I'm having root canal ("endodontic therapy") tomorrow – surely these are words to strike fear into anyone of a certain age (those I've mentioned this to have all shuddered theatrically). My dentist, who appears to be in his late teens, assured me that it no longer hurts as they're better at the drugs now. The dentist visits of my childhood certainly inhabit a bleak place in my memory: agonising pain, endless bad vibrations, a never-ending desert vista of arid desert and jagged rocks. One dentist told me to stop being a silly cow, but only after my mouth was jammed with instruments, fingers, and the wet rubber sheet of a dental dam. The music playing in the background became the soundtrack to horror and the strains of Vivaldi have a sinister effect on me even now (bolt upright like a Brave New World baby subjected to an electric shock).
Perhaps I exaggerate for effect, and the current dentist does have a TV affixed to the roof for distraction purposes, although this is ineffective due to a combination of poor reception and Ellen de Generes; but I lie there, even though it's relatively painless, thinking of the torture scene in Marathon Man and waiting for it to be over.
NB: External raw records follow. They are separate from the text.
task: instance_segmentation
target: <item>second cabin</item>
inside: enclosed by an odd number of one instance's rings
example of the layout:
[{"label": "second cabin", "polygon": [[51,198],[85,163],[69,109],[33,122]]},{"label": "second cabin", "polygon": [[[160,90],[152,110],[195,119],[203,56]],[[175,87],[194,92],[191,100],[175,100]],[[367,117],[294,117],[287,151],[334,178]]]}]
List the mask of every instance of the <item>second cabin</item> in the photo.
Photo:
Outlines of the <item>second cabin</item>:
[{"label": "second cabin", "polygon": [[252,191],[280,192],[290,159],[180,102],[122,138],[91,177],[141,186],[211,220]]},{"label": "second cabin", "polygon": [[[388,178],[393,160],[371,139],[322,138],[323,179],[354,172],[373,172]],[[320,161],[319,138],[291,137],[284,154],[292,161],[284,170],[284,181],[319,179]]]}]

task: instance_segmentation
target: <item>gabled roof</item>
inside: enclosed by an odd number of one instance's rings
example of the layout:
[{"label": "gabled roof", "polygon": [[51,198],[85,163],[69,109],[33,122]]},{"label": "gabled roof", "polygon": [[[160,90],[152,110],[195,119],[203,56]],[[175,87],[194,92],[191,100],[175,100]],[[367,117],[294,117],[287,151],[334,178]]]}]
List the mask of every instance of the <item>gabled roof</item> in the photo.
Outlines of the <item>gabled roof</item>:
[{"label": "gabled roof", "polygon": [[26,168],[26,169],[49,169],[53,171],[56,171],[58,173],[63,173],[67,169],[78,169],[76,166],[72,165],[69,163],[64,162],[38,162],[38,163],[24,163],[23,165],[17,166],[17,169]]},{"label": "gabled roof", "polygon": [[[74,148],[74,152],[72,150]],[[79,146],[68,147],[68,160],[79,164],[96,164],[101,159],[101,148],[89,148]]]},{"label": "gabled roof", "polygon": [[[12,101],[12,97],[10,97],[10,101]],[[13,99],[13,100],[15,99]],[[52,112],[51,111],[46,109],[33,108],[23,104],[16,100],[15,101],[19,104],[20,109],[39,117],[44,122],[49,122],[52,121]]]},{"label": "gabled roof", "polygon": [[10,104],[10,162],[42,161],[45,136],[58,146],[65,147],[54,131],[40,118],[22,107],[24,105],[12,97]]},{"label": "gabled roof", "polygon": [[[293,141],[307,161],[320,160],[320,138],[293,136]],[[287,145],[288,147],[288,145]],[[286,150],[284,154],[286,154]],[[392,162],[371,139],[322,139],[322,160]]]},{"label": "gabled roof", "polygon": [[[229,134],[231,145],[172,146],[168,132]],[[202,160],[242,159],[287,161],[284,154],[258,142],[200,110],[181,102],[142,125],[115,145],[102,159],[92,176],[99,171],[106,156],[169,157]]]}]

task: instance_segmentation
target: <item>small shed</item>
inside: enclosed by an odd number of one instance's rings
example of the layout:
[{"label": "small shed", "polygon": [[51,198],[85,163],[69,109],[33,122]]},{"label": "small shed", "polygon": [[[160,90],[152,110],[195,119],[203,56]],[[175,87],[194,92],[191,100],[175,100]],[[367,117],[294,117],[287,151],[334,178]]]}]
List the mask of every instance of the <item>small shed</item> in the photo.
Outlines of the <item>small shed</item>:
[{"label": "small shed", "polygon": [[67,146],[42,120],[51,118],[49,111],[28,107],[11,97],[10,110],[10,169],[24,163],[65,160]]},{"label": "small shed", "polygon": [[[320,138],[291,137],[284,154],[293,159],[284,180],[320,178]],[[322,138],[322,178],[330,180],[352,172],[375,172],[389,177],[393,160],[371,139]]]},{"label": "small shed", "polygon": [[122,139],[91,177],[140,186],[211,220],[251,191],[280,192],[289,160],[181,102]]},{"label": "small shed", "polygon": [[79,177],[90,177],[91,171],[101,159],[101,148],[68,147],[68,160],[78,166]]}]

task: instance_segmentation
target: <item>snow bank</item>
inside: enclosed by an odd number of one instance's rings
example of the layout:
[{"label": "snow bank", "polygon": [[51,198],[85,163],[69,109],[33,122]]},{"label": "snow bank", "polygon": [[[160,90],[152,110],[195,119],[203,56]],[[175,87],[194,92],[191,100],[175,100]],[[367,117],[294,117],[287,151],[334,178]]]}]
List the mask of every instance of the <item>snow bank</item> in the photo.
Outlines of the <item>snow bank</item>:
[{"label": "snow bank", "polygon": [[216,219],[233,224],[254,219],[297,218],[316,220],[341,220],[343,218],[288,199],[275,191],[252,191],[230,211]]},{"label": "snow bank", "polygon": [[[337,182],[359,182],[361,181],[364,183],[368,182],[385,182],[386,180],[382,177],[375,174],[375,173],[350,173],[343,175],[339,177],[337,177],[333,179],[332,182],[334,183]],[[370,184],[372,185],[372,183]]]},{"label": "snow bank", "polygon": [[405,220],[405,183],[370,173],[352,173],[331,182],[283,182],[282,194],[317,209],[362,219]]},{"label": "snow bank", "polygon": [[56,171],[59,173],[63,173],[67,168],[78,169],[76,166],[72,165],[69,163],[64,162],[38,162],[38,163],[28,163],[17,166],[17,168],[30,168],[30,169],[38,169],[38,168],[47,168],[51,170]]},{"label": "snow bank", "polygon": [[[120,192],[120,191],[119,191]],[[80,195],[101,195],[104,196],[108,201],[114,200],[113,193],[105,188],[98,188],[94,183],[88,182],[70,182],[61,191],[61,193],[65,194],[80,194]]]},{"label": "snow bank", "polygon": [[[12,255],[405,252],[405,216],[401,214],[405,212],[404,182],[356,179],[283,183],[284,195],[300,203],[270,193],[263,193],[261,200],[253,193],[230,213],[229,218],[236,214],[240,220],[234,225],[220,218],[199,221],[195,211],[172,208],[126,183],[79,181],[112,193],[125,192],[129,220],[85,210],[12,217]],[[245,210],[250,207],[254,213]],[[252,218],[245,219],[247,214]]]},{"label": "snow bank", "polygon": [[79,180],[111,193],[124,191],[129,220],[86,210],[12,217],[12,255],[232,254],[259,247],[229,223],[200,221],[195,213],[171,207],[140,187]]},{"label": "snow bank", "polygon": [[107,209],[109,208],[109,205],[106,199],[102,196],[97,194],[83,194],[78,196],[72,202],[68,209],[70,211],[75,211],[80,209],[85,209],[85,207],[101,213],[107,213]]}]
Perhaps I exaggerate for effect, and the current dentist does have a TV affixed to the roof for distraction purposes, although this is ineffective due to a combination of poor reception and Ellen de Generes; but I lie there, even though it's relatively painless, thinking of the torture scene in Marathon Man and waiting for it to be over.
4 comments:
There is nothing better than fish for breakfast - and you are right Kedgeree is the jewel in the breakfast crown
I don't know if you remember having an extraction at the Dental hospital in Chambers St. You must have had an anaesthetic, and I fainted (probably the smell of the anaesthetic?) I think it was you, anyway.
I just signed up today as an NHS patient at a place called The Dental Lounge in Haddington - classy entrance and hotel-lobby reception. Goodness knows what the surgery and treatment are like!
With today's technology, the pain that's usually associated with the typical visit to the dentist could be close to nonexistent. Consider that, plus the amount of distraction that the clinic could have like that TV you've mentioned.
That may be so, "Bobby", but Knoxville's a bit far to go for dental treatment.